Thanks to the Hungarian economy’s growth rate above the EU average, the government’s predictable economic policy and the reduction of taxes, Hungary and within it Budapest in particular will continue to remain attractive investment destinations also in the years ahead, Péter Benő Banai told the Hungarian news agency MTI.

The Minister of State for State Finances of the Ministry of Finance highlighted that in the second quarter the Hungarian economy grew by 5.2 per cent, and with this result it is second in the rankings of EU Member States.

This is recognised increasingly by domestic and international analysts as well, resulting in the upgrading of economic projections relating to Hungary. Compared with 2010, the Hungarian economy has expanded by almost 30 per cent, and the dynamism of that expansion rests on stable foundations. In order to protect the results we have achieved, we must continue the work we have done so far, he added.

The discharge legislation for last year submitted to Parliament does not only show that the various tax reductions and tax benefits have left hundreds of billions of forints with families with children, members of the public and businesses, but also that, thanks to the economic growth above five per cent, the deficit of the budget turned out to be lower than planned, standing at 2.3 per cent, while the sovereign debt rate decreased to 70.2 per cent. This is significantly, 2.7 per cent lower than the year before, Mr Banai highlighted.

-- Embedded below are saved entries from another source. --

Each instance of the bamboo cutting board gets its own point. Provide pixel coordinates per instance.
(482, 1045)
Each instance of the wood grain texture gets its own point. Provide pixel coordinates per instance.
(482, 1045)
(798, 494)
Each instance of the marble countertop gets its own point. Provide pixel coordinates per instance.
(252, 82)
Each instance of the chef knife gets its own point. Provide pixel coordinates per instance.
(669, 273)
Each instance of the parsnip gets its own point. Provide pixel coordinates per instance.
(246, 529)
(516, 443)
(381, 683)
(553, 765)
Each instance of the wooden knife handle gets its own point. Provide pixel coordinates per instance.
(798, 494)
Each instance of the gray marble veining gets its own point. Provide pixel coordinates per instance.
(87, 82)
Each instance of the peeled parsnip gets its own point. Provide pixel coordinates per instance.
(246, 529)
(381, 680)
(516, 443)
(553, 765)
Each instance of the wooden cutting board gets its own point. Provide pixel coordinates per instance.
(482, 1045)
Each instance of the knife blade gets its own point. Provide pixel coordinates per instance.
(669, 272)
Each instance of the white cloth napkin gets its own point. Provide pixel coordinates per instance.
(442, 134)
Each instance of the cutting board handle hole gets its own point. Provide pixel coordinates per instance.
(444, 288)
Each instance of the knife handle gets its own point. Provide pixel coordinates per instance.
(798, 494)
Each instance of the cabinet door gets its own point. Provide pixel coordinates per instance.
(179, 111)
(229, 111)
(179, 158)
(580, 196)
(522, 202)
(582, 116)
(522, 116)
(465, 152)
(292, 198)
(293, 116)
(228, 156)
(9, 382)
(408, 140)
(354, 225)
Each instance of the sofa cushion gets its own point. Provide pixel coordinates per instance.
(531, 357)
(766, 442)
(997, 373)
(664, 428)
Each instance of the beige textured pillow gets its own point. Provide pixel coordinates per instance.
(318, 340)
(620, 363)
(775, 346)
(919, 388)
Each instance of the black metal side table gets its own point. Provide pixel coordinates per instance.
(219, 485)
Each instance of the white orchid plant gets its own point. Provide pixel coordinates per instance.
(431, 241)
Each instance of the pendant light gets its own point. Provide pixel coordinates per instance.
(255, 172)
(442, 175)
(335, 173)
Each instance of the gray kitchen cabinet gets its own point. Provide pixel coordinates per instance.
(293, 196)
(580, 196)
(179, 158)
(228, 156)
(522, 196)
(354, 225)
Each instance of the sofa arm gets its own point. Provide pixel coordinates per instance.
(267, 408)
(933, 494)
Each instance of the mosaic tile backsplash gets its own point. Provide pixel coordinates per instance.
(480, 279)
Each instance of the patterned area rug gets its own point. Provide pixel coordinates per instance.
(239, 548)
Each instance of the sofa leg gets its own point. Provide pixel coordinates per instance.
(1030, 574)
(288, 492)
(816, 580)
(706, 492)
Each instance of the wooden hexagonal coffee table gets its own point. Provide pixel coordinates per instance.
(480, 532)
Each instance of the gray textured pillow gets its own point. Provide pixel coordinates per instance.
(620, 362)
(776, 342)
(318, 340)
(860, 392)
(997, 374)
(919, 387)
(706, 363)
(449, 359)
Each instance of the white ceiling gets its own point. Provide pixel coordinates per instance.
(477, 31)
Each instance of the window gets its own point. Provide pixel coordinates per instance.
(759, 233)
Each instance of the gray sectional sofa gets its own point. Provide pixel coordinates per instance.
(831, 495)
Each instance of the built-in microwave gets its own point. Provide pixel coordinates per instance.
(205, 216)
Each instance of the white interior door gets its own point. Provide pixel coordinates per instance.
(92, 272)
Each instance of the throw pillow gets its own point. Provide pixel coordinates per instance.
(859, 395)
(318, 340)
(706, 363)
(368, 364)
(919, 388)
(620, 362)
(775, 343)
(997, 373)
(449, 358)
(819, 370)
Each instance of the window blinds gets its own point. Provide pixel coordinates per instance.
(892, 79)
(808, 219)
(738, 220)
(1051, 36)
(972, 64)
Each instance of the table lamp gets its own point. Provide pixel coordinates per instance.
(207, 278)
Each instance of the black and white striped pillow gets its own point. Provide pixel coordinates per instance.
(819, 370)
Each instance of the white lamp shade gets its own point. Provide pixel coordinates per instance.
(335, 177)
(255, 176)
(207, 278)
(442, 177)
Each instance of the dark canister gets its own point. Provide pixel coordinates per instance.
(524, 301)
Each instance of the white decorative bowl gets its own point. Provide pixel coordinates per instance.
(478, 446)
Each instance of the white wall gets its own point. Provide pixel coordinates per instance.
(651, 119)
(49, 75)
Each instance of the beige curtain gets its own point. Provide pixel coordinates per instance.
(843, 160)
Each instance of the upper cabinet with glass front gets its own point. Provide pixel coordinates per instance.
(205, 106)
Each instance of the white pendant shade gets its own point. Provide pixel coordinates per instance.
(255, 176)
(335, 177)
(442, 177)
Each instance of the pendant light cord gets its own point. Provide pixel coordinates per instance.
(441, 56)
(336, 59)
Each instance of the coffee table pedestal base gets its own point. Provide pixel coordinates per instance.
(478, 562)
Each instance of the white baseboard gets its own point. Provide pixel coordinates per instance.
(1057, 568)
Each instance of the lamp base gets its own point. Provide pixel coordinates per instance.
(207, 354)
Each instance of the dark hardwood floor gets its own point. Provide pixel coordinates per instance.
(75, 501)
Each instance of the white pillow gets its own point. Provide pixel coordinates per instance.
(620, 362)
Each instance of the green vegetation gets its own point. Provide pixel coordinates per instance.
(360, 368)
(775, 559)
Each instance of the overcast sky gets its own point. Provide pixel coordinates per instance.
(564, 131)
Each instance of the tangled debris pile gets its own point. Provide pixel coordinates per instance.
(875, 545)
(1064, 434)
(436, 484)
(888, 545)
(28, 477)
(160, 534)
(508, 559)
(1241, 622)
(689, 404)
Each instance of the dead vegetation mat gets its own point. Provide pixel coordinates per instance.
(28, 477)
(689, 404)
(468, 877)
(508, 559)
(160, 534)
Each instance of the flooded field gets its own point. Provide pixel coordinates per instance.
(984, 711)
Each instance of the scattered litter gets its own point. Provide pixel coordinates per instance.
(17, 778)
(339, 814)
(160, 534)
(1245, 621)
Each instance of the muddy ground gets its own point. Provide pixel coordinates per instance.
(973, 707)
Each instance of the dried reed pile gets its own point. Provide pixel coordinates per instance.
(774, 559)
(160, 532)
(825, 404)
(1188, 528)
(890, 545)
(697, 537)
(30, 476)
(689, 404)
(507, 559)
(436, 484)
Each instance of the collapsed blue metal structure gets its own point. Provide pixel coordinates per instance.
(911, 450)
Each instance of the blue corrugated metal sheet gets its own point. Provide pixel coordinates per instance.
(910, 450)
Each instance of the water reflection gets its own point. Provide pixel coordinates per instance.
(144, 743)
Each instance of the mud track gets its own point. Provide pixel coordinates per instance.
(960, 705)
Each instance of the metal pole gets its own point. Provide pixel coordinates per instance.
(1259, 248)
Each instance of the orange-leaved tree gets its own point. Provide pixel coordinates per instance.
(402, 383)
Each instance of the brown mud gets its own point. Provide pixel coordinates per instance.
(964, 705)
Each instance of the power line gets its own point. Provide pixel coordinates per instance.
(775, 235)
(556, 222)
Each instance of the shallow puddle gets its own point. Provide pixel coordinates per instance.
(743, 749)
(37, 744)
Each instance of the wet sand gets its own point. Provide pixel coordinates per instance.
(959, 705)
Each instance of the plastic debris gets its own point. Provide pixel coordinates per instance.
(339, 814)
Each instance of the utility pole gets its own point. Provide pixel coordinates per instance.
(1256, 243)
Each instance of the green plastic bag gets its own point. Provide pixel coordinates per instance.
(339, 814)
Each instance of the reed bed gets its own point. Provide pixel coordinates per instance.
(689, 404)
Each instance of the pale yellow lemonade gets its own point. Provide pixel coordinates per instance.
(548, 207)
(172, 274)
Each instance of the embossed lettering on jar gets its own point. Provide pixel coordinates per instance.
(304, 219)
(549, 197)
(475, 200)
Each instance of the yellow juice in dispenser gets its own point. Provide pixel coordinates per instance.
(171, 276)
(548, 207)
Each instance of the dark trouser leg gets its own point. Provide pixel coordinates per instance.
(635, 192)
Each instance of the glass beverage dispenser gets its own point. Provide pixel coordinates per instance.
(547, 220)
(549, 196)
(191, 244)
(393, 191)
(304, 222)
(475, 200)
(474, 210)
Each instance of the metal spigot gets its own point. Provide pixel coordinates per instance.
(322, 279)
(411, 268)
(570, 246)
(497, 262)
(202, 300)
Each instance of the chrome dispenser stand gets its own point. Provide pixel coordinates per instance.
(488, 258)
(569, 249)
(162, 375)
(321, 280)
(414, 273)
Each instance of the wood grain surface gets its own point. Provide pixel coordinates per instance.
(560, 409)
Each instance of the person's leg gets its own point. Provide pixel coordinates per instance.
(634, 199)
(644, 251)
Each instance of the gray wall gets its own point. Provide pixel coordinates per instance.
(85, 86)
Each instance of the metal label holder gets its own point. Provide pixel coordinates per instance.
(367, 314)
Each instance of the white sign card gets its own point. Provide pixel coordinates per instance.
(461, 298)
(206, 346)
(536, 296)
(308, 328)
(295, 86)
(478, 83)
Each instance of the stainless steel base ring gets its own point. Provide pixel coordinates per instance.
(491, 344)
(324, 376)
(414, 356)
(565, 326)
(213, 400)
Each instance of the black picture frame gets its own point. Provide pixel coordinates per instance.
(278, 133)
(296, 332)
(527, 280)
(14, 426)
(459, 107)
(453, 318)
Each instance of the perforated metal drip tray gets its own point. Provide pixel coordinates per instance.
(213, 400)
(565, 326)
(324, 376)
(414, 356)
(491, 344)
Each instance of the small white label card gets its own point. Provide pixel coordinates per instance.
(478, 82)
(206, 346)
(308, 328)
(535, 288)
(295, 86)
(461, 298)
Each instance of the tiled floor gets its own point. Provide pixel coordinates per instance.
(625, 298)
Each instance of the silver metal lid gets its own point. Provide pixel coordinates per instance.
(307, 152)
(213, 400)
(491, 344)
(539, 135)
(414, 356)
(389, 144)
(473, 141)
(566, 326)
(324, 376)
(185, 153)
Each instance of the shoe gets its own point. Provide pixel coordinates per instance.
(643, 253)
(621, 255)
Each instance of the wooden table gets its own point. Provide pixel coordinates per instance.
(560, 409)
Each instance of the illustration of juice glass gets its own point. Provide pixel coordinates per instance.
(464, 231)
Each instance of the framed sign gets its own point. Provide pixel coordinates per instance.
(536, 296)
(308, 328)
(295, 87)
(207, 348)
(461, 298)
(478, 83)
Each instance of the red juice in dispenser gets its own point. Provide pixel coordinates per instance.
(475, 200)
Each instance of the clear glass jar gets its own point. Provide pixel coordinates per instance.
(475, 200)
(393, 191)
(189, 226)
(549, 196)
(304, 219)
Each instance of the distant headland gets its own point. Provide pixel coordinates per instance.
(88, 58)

He added that so far this year’s data is promising as well. The number of people in employment is above 4.5 million on a long-term basis, earnings are rising at a rate of more than 10 per cent, and with its growth above five per cent in the first half of the year, Hungary is second in the rankings of EU Member States, exceeding their average almost four-fold. In the first six months, the sovereign debt rate decreased to 68.2 per cent, while the situation of the budget is stable; the deficit could remain at around 1.8 per cent by the end of the year despite the increasing family support benefits and tax reductions implemented during the year. All these figures show that a predictable economic environment guarantees the conditions necessary for growth.

Based on the above, it is not surprising that in various domestic and international projections, growth expectations for Hungary are being upgraded one by one. According to the Ministry, the annual growth rate could be 4.6 per cent, higher than planned even in the slowing world economic environment, Mr Banai stressed. In the spring, the credit rating agencies Standard & Poor’s and Fitch Ratings upgraded our rating by one notch in the investment category, with a stable outlook, while Hungary has also managed to climb up in the latest competitiveness rankings of the World Economic Forum (WEF), the Minister of State highlighted.

Mr Banai pointed out that upon determining economic policy measures, it is necessary to take account of uncertainties and the European and world economic environment that is facing challenges. Therefore, in the interest of protecting the results achieved and maintaining an economic growth rate minimum 2 percentage points above the EU average also in the future, the measures of the Economy Protection Action Plan and the elements of the competitiveness programme could serve as a guarantee.